This is a false dichotomy. Masks or gloves as worn by ordinary people are nowhere near effective enough to mean lockdowns could end. They're very effective in clinical settings with proper ppe head to toe and procedures for taking them off outside the dirty ward, but there's no way most people can stick to those, nor keep their houses/shops clean enough.
I believe it's also well established that any measures taken to slow the spread of a new virus will always result in fewer total deaths
In the sense that they prevent a healthcare system being overwhelmed yes, in any other sense no, they are very much just a pause button for the spread of the virus, not a cure.
We wouldn't insist that people 'stop breathing' to prevent the spread of coromaviris. It's only somewhat different to insist that we all stop living and working.
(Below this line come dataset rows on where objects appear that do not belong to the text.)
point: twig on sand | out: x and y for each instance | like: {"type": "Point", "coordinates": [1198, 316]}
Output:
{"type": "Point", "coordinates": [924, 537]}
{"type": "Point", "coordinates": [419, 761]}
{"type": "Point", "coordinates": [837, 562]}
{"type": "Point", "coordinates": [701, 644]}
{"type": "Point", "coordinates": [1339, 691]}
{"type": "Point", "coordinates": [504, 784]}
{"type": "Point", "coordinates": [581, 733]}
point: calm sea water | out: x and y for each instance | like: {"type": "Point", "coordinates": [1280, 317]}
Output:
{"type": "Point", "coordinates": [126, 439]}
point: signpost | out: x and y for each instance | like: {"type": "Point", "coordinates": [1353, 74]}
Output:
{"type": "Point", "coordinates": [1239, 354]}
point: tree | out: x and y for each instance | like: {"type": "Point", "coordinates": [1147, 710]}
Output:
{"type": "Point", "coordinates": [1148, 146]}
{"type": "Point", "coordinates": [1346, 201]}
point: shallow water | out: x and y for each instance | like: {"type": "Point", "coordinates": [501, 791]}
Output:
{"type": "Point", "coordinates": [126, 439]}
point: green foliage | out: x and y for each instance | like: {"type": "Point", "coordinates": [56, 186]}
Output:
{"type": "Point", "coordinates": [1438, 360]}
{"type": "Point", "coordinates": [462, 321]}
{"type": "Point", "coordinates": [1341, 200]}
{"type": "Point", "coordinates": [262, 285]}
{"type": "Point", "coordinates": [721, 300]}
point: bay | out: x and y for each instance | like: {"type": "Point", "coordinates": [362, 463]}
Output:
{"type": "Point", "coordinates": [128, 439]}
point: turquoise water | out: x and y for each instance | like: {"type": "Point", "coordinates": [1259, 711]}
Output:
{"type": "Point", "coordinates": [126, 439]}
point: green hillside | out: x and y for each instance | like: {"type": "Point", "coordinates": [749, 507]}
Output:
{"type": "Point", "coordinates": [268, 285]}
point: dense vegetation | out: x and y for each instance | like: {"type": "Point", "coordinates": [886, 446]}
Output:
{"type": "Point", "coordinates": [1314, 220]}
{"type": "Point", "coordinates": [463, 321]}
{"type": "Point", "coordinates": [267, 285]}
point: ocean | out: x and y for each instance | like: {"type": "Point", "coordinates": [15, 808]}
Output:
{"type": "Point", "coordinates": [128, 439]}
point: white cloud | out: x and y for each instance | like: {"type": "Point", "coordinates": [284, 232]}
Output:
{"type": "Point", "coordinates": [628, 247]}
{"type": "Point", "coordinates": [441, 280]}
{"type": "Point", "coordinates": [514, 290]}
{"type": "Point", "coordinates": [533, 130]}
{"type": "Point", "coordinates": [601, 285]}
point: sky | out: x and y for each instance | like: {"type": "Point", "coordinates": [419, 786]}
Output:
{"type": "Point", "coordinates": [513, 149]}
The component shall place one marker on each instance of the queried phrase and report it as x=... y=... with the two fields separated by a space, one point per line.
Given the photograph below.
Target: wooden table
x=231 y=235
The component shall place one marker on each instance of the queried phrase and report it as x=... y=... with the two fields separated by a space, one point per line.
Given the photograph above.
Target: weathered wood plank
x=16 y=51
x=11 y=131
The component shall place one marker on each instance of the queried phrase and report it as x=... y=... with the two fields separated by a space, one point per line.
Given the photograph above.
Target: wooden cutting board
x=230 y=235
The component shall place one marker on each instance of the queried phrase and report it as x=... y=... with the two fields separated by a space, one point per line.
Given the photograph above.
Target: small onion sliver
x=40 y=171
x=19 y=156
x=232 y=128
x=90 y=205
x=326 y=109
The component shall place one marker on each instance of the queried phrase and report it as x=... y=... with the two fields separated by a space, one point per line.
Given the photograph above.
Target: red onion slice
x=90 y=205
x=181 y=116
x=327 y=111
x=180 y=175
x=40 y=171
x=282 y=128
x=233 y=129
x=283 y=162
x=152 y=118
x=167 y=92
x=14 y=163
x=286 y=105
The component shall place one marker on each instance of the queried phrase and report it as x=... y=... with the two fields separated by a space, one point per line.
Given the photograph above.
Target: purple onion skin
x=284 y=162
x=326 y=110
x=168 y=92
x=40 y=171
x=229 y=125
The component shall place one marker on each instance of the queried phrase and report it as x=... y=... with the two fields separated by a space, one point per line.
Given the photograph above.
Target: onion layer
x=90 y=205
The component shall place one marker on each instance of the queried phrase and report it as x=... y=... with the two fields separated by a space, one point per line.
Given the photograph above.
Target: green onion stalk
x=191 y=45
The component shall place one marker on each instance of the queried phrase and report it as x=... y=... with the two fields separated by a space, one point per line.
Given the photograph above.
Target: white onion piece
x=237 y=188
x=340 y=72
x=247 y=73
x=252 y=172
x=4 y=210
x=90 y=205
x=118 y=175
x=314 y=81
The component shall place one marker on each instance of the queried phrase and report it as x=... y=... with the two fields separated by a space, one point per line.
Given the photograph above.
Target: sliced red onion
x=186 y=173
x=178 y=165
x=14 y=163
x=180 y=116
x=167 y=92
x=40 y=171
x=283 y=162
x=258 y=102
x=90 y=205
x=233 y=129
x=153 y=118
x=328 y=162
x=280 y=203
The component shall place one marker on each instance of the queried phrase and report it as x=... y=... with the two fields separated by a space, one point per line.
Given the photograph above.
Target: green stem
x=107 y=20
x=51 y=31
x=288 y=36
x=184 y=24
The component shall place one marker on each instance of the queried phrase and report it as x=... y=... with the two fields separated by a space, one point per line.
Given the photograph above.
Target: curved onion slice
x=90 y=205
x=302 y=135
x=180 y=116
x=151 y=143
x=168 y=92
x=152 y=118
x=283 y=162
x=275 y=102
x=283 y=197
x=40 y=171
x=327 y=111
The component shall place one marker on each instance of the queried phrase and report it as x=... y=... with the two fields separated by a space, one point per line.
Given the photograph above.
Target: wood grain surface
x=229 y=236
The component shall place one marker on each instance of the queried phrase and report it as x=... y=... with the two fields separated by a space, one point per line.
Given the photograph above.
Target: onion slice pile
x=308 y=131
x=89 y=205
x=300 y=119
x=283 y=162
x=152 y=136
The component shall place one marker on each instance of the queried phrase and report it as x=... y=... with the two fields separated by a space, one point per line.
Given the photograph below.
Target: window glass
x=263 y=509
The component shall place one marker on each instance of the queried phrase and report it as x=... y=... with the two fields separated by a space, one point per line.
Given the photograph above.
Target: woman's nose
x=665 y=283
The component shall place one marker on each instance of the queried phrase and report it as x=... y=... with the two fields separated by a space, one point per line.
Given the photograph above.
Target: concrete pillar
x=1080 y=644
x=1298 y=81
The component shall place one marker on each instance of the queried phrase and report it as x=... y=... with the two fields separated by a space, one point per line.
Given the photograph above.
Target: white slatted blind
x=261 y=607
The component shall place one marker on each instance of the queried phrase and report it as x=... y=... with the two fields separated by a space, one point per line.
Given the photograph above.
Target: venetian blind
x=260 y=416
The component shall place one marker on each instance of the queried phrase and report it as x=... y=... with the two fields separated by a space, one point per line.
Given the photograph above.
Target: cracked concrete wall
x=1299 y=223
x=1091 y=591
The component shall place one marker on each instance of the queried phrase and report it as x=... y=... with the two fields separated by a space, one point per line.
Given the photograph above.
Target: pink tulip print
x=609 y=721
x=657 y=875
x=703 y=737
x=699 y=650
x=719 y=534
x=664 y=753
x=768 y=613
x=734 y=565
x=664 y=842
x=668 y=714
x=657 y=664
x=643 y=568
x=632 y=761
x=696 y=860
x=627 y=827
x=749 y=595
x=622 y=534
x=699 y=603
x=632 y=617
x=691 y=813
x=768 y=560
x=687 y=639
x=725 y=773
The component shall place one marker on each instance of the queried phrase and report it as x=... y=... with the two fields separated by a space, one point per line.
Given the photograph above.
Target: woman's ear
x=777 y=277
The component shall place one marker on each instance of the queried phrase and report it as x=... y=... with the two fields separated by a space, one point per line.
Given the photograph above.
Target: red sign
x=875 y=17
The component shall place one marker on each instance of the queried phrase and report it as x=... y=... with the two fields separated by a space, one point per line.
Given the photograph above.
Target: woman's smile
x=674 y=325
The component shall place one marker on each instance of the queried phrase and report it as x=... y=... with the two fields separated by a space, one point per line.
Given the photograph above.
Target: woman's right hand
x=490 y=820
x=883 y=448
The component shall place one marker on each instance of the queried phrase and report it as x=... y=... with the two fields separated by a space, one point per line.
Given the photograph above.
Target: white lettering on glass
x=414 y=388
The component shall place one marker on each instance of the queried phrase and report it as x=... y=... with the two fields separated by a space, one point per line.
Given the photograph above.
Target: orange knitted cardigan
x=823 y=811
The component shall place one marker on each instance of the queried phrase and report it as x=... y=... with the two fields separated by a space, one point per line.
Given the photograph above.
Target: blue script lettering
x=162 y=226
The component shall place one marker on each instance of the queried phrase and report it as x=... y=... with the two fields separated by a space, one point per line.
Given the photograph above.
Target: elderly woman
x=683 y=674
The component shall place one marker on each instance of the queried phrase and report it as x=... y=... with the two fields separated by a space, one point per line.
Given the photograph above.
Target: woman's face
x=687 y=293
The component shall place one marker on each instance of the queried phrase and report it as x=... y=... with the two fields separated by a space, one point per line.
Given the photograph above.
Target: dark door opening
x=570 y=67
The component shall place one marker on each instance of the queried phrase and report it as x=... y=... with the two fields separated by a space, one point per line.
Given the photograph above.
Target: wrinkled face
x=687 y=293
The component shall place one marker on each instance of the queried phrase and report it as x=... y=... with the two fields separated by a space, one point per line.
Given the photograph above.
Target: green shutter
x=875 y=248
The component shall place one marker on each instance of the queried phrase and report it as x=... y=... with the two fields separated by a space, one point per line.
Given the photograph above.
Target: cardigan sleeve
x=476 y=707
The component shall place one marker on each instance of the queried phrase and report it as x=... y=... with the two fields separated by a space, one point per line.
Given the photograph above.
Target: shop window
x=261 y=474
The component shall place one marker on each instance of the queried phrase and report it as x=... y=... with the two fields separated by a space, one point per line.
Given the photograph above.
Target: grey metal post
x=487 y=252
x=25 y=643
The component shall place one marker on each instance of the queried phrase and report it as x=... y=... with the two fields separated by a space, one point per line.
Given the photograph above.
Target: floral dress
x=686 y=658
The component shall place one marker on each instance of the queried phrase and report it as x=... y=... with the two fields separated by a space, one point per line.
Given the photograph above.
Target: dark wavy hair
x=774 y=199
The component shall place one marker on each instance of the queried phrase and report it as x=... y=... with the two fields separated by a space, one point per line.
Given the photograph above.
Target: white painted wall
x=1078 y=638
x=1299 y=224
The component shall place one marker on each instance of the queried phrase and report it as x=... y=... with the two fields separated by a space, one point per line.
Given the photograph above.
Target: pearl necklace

Masks and gloves, plus generally keeping 6ft apart and routinely testing and contact tracing/quarantining infected individuals... what's the effective rate there? 95%? The modern medical establishment would move heaven and Earth, and incur thousands of dollars per person to get that last 5%. Most of us routinely ignore them in this regard, with respect to our own personal health, as we live our daily lives.
There just isn't a lot of evidence for the case that the choice is shutting the economic or killing millions.
Yes, although reality seems to be disagreeing with the models more and more. You have countries in southeast Asia with community transmission but no lockdown, and countries in Europe with the military enforcing a strict lockdown, and the latter are far worse off in terms of hospital admissions and deaths per capita than the former.
I believe it's also well established that any measures taken to slow the spread of a new virus will always result in fewer total deaths
In the sense that they prevent a healthcare system being overwhelmed yes, in any other sense no, they are very much just a pause button for the spread of the virus, not a cure.